Are you an average Jew who always complains how the UN always focuses on Israel while ignoring the terrible war crimes elsewhere? It appears that Secretary General Guterres has been paying attention. Instead of attacking Israel, he cites 225 attacks on schools and medical facilities in Syria, and 254 schools and hospitals targeted in Afghanistan.
“Increased numbers of attacks were also verified in the Central African Republic, Colombia, Libya, Mali, Nigeria, Somalia, the Sudan and Yemen,” Guterres said.
Regarding Israel, Guterres said in his report: “I am extremely concerned by the significant rise in the maiming of and injuries caused to children across Israel and the occupied Palestinian territory, including by tear gas inhalation requiring medical treatment,” but did not cite the Jewish State as shame-worthy.
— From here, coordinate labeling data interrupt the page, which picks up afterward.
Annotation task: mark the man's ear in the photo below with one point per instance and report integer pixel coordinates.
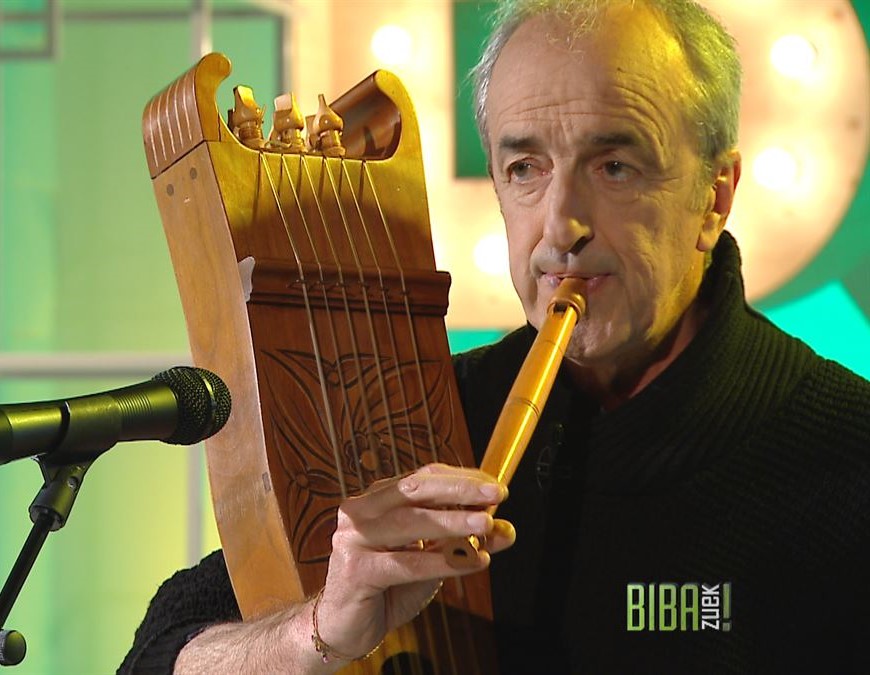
(720, 202)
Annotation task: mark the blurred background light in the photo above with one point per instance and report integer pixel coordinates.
(392, 45)
(793, 56)
(776, 169)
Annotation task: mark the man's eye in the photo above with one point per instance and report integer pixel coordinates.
(618, 170)
(520, 171)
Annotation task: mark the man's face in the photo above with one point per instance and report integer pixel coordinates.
(598, 176)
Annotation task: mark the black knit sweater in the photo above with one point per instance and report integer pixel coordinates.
(747, 461)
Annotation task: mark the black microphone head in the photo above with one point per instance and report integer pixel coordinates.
(204, 403)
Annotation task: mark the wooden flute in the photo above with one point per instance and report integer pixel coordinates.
(522, 409)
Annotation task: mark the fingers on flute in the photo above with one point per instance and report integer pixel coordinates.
(399, 526)
(502, 536)
(433, 485)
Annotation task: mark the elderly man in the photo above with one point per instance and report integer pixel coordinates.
(699, 501)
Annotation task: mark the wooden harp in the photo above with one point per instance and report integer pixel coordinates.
(308, 284)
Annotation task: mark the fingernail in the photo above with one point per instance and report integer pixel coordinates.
(408, 485)
(478, 522)
(492, 491)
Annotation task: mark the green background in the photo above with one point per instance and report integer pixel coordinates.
(84, 268)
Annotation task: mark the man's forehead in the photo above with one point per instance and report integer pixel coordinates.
(624, 96)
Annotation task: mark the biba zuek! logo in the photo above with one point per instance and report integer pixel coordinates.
(688, 606)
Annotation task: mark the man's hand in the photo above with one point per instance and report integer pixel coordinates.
(386, 563)
(385, 567)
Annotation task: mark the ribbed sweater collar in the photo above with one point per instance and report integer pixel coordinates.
(736, 371)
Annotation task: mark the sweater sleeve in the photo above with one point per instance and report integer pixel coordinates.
(185, 605)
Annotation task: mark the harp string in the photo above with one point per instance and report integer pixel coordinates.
(425, 615)
(458, 581)
(364, 285)
(315, 341)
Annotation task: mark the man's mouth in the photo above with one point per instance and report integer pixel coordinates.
(593, 281)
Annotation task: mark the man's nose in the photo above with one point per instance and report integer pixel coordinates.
(566, 227)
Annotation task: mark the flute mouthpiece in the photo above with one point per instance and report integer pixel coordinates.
(569, 293)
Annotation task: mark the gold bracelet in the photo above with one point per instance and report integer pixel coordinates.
(324, 649)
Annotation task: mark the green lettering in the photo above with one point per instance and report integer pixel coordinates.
(634, 601)
(689, 603)
(667, 606)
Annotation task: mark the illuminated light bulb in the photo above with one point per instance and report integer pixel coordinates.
(392, 45)
(794, 56)
(776, 169)
(491, 255)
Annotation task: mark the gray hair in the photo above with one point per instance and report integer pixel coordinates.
(710, 51)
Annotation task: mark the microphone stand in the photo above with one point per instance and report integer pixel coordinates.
(49, 512)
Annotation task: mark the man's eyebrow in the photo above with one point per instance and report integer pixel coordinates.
(517, 142)
(611, 139)
(616, 138)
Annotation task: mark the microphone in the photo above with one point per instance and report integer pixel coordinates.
(181, 406)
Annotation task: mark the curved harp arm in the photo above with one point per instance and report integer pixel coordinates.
(526, 399)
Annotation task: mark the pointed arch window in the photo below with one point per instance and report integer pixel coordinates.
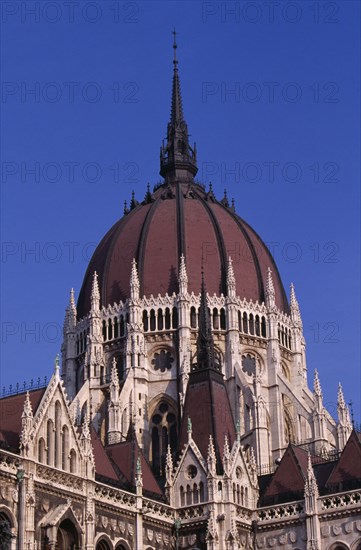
(164, 432)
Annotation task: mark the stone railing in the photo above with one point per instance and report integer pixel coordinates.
(341, 501)
(286, 511)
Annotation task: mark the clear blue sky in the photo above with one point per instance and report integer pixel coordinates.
(271, 96)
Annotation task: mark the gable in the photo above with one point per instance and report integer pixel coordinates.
(288, 481)
(347, 471)
(11, 409)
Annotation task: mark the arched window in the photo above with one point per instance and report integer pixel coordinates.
(72, 461)
(41, 451)
(193, 317)
(50, 442)
(167, 319)
(201, 491)
(160, 319)
(110, 330)
(6, 534)
(189, 495)
(67, 536)
(245, 323)
(152, 320)
(174, 318)
(164, 432)
(251, 324)
(223, 319)
(258, 326)
(121, 326)
(57, 434)
(116, 327)
(65, 448)
(195, 493)
(181, 492)
(215, 319)
(263, 327)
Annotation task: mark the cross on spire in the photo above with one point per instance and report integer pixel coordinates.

Needless to say, the fact that Israel has not been dragged through the mud is upsetting to its enemies, starting with the PA Minister of Social Development Ahmad Majdalani, who stated that “UN Secretary-General Antonio Guterres seems to have heard nothing of the violations committed by the Israeli occupation government against Palestinian children on a daily basis,” and wondered just how Israel had managed to get itself excluded from the report.
Guterres divided his “list of shame” into two lists, one for groups that do not employ measures to protect children; and another for parties that have put in place measures “aimed at improving the protection of children.”
The 2018 “List B” includes the Saudi-led coalition and the Somali National Army. According to the report, the Saudi-led coalition was responsible for 729 child casualties – killed and injured – in Yemen in 2018, compared with 670 in 2017; and the Somali National Army was responsible for 113 child casualties, compared with 88 in 2017, and 155 cases of child recruitment, compared with 119 in 2017.
The report also does not mention reported abuses by government and militants in Cameroon’s Anglophone regions and Ukraine.
Jo Becker, children’s rights advocacy director at Human Rights Watch, stated that “The UN secretary-general simply refuses to hold to account all warring parties that have inflicted tremendous suffering on children,” and suggested that “by listing selected violators but not others, Secretary-General Guterres is ignoring the UN’s own evidence and undermining efforts to protect children in conflict.”
Save the Children was as upset as any other self-respecting Israel-hating NGO, and said as much in a statement: “This decision shows that the Secretary-General has placed politics before children, and that states with powerful friends can get away with destroying children’s lives with impunity.”